Uşak Kazası; Amerikalı Evanjelik din adamı Dr. Francis Edward Clark (1851-1927) in Dünya Turunun 1911 yılında önemli duraklarından biridir. Bu seyahatte kendine eşi Harriet Clark ve 13 yaşında ki oğlu da kendine eşlik etmektedir.
Francis Edward Clark Kimdir?

Dr. Francis Edward Clark; Anadolu halkını Hristiyanlaştırmak yada Ortodoks Rumları ve Gregoryan Ermenileri Protestanlaştırmak üzere yoğun mesai harcayan, ömrünü buna vakfeden Amerikalı Protestan-Evanjelik Misyoner bir papazdır. Amerika’da kendi kurduğu Young People’s Society of Christian Endeavour/ Hristiyan Gençlik Çalışma Topluluğu adına Türk topraklarındadır.
Francis Edward Clark, 12 Eylül 1851 tarihinde Kanada’nın Ottawa bölgesinin Quebec şehrinin Aylmer semtinde doğdu.1873’te Dartmouth Koleji’nden ve 1876’da Andover İlahiyat Okulu’ndan mezun oldu. Portland , Maine (1876–83) ve Güney Boston (1883–87) şehirlerinde kilise papazı olarak görev yaptı. 1881’de Young People’s Society of Christian Endeavour/ Hristiyan Gençlik Çalışma Topluluğu ‘nu kurdu.
Bu topluluk, 1900’lerin başlarında nüfuzunun zirvesinde 3.500.000’den fazla üyesi ile dünya çapında etkili bir öğrenci evanjelizmi hareketi haline geldi. 1916 yılında yazdığı “Christ and the Young People/ İsa ve Gençler” isimli eseri Amerika Gençlik Bakanlığı tarafından yayınlanan Hristiyan Gençlere hitap eden ilk kitap olma özelliği taşıyordu.
Amerika Birleşik Devletleri’nin Massachusetts eyaletine bağlı Middlesex şehrinin Newton ilçesinde 26 Mayıs 1927’de öldü.
Anadolu’da İlk Protestan Misyonerlik Faaliyetleri nasıl Başladı?
Protestan misyoner örgütlerin dünyayı aralarında paylaştıklarında Osmanlı, ABD’nin payına düşmüştür. Osmanlı devletine gelen ilk Protestan misyoner 1815 yılında Mısır’a gönderilen İngiliz Church of Missionary Society /Kilise Misyoner Topluluğu’ na bağlı bir papazdır.

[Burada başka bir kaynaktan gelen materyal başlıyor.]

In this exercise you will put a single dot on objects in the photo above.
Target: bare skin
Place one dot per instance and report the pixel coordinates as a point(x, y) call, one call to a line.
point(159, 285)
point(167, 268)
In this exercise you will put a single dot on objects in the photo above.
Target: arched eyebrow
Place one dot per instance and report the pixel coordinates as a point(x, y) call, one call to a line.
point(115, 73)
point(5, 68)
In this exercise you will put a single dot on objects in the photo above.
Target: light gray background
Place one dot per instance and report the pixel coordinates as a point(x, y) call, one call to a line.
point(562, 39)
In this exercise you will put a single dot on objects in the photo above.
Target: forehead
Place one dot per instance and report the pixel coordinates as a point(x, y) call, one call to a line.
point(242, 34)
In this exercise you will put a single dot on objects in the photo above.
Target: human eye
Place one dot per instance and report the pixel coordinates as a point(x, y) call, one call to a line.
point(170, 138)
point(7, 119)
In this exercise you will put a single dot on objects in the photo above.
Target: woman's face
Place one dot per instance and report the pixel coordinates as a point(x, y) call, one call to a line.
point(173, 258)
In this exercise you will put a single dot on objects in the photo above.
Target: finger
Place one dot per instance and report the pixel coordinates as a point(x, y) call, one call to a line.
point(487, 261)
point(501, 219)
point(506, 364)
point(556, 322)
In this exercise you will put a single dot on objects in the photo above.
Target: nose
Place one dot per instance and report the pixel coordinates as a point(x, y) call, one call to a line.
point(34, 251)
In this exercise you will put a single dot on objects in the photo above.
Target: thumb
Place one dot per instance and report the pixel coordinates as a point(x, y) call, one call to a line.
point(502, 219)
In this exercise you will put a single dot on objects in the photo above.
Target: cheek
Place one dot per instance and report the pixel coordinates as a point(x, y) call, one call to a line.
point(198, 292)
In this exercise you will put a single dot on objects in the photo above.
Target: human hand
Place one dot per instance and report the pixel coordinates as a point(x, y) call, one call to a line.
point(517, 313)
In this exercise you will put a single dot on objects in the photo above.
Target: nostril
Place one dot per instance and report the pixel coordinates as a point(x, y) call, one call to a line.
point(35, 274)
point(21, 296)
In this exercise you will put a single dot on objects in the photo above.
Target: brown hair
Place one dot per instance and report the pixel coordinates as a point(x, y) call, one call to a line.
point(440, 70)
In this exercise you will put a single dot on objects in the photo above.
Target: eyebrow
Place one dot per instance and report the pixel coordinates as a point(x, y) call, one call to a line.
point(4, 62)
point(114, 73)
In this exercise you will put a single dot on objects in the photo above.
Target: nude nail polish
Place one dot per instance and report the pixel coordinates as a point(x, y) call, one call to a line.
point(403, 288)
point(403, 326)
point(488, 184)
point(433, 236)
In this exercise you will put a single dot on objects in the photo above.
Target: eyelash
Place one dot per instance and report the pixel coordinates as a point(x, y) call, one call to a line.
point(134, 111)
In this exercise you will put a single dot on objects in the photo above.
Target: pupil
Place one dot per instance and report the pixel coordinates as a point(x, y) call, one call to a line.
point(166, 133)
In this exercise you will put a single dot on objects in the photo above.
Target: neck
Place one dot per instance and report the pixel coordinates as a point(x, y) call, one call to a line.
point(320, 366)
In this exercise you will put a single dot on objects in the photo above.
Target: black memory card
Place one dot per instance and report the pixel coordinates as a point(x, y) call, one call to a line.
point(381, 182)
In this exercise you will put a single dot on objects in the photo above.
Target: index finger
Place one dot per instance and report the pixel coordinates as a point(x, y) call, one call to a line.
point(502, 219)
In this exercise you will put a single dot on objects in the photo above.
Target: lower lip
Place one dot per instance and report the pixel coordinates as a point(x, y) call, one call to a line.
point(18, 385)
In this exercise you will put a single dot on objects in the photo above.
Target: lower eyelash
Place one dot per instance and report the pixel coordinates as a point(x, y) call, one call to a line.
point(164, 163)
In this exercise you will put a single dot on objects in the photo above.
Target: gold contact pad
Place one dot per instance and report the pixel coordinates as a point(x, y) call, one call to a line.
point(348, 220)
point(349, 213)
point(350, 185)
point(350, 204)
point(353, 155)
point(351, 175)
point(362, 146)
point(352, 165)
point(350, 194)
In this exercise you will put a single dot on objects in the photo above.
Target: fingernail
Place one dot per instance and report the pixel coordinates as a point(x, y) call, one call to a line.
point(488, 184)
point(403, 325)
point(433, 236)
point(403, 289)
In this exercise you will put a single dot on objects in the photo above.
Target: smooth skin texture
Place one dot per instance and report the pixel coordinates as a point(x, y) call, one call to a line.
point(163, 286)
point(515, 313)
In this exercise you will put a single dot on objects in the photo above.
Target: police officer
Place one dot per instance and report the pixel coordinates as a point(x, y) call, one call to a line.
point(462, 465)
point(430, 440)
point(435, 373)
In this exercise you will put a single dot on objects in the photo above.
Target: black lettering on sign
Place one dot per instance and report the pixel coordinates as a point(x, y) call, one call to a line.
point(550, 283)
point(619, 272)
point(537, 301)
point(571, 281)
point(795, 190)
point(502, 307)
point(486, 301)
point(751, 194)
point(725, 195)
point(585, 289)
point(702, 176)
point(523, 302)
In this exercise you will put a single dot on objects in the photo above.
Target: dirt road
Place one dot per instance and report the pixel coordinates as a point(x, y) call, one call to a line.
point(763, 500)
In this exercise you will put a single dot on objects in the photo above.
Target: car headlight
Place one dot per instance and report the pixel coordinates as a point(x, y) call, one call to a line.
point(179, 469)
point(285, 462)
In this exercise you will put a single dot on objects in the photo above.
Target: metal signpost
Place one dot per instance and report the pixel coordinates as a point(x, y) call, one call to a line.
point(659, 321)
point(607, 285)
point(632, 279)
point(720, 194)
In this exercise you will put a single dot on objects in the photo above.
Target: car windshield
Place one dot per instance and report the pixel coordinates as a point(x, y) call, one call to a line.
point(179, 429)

Onu 15 Ocak 1820’de İzmir’e gelen Pliny Fisk ve Levi Parsons adlı Amerikalılar izlemiştir.
Bu iki kişi ABCFM yada BOARD (American Board of Commissioners for Foreign Missions/ Amerika Yabancı Misyon Komiserleri Kurulu) adlı misyoner örgütün elemanlarıdır. Kendisini kiliseye adayan misyonerlerden istenen şey öncelikle gittikleri ülkelerin dilini, dinini ve kültürünü öğrenerek eksik noktaları tespit ettikten sonra ona göre taktik geliştirmeleridir.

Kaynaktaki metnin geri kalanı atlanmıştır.